素直じゃないなりに一方的な見方をするかと思えば、意外と慎重に物を考える性格であることは、共同生活を始めてから知ったことだ。

「オレが余裕なんじゃなくて、お前の心が狭いんだろ」
「あ?」
「ほら、あいつ来たぞ」

小さく囁けば、宮地はぐっと黙り込んだ。
適度に怒らせておいた方が、余計なことを考えなくて済む時もある。
自覚したくないなら、無理に気付かなくてもいいだろう。
こっちに歩いてくる名前は機嫌の悪い宮地に八つ当たりされるだろうから、ちょっと悪い気がしたけれど。
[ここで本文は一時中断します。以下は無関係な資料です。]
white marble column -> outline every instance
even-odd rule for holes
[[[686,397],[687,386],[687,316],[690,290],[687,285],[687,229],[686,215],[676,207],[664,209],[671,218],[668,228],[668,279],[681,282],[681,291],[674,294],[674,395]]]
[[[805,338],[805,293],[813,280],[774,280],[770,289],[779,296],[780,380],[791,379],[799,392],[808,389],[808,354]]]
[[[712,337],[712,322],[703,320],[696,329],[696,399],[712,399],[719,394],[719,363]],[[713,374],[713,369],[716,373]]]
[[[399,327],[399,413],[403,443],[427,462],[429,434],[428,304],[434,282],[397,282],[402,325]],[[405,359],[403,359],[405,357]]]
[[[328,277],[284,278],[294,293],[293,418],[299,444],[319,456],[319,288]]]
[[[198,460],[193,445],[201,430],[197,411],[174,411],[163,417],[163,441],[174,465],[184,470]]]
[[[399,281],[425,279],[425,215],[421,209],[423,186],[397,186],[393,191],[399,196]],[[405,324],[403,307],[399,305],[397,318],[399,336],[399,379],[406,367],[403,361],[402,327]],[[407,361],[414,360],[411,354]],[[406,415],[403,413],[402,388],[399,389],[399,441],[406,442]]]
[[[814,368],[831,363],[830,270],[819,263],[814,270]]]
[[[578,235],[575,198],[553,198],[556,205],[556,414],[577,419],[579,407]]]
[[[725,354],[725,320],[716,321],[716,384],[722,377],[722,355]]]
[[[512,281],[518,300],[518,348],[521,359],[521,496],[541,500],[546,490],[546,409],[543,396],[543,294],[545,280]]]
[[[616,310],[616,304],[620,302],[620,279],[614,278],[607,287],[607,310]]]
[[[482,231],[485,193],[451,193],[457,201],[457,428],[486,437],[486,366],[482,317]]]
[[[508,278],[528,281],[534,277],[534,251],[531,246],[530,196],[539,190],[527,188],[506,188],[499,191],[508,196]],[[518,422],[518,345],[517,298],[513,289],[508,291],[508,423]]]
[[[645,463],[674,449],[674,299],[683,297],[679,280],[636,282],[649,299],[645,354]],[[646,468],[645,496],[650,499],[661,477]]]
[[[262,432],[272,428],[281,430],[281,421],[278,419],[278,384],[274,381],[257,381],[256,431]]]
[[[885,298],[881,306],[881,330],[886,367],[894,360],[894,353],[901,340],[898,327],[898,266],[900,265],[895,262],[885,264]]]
「お待たせしました。少し洗面所を借りてもいいですか?」
「おー、あっちにいるからな」

身なりを整えて戻ってくると、私と入れ替わりに健介さんがリビングへ向かう。
私の支度が終わるまで向こうで待っていてくれるんだろう。
急がなくちゃ、と洗面所に入るまで、そこに清志さんがいたのに気付かなかった私は驚いて大きな声を上げてしまった。

「わあ!な、何やってるんですか。こんなところで」
「…ちょっとな。いろいろ考えてた」

しゃがみこんでいた清志さんは髪をくしゃりとかき上げて、だるそうに立ち上がった。
私が鏡の前に立てるようスペースを空けてくれたあとも、入り口付近からこちらをぼんやり見ている。

「健介さんと何か話したんですか?」
「んー、まあ、世間話を」
「うそ。そういう雰囲気じゃないですよ」
「いいんだよ。お前は気にすんな」

いま整えている最中の髪に大きな手のひらが伸びてきたので、思わず身構えて後ずさりした。
私の警戒した様子に一瞬目を丸くした清志さんは、すぐに表情を柔らかくした。
遠慮がちに、指先が髪の上をすべる。

「今日はぐちゃぐちゃにしねーよ」
「いつもそうだったら、私は助かるんですけど」
「それはダメ。オレの楽しみが減るから」

笑って私を撫でる清志さんの瞳は普段より優しくて、落ち着かない気持ちでされるがままにしておいた。
しばらくして満足した様子の彼が、離れ際に額を軽く叩いてきた。
こういう意地悪さえなければ、と思ったけれど、いつも通りの扱いに安心したのも事実だ。

「福井がいるからまだいいけど、気をつけろよ」
「はい、道中気をつけますね」
「ばーか」

苦笑とともに乱暴な言葉を残して、清志さんはリビングへ行ってしまった。
何か、もっと言いたいことがあったのかな。
どこか清々しい表情をした彼にそれ以上は問えなくて、私は身支度を再開させた。